Ocean Park's animal wish list challenged
Marine conservationists have condemned Ocean Park's plan to obtain more species of animals for its aquarium and marine shows.
Ocean Park is undergoing a HK$5.55 billion redevelopment which includes a proposal to introduce 33 more species.
But marine conservationists have described the practice of capturing and displaying marine wildlife for educational or conservation purposes as unnatural and without any educational benefits.
Bill Ballantine, a renowned marine scientist who visited Hong Kong recently, said: 'When I was a child, I was taken to the zoo to look at the lions. They walked up and down in the concrete cage. And that was considered educational ... yet, we don't do that anymore ... except for sharks and king fish.
'Even if [the captive cetaceans] don't mind that they are suffering, what do children learn from that?
'It is not nature and most of it is lies. Will you teach children a lot of lies?' he asked.
Janet Walker of Hong Kong Dolphinwatch pointed out that since Ocean Park opened in 1977, it had lost 100 whales, dolphins and porpoises to melioidosis, a disease involving bacterial infection in the blood and brain. The park's last remaining whale, Barney, died of the disease in 1999.
The redevelopment work began in November and is scheduled to be completed in 2012.
Proposals on the project submitted in 2005 included a plan to obtain 33 species of animals, including killer whales, polar bears and performing walruses.
A park spokeswoman said last week no specific plans relating to obtaining animals had been made 'up to now'.
Ocean Park insists it adheres to 'very strict and stringent international treaties and protocols that govern how animals are collected'.
It increases its population of creatures through breeding programmes at its own facilities, suppliers accredited by the Association of Zoos and Aquariums, donations from overseas zoos and collections of marine invertebrates from the wild, the park spokeswoman said.
She said the animals under its care were well-cared for by professional veterinary and zoological teams.
'We strongly feel we can provide our animals with a habitat that meets their lifestyle needs,' she said.
'In the wild, dolphins face a number of threats from pollution, fishing and lack of food.

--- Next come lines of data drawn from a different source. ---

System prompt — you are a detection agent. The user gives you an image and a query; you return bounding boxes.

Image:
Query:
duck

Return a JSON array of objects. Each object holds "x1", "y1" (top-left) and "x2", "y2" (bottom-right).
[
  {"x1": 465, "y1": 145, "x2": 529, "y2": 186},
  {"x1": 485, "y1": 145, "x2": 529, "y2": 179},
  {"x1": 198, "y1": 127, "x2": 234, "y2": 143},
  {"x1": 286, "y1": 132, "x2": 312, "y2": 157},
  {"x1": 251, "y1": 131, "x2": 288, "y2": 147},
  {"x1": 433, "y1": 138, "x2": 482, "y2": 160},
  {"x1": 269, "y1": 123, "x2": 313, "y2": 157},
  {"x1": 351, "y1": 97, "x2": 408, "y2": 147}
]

Studies now show that the longevity of dolphins in the wild and those that are under human care at zoological facilities are nearly the same.
'The average life expectancy of dolphins at Ocean Park is now similar to that in the wild.'
But Ms Walker argued the only thing one could learn from a captive whale or dolphin was that 'it will perform for food'.
She said people often suggested that some species of whales and dolphins were better off in captivity, where it would be cleaner and food would be guaranteed.
'But this is like telling humans they can spend their life in a micro-palace, but they can never leave, their room mates will be chosen for them, as will the time and content of their meals, assuming they perform as needed,' she said.
Rebecca Ngan Yee-ling, spokeswoman for the Society for the Prevention of Cruelty to Animals, said: 'Nature is full of mysteries, such as the complexity of the food chain, and we are not able to copy it in a tank'.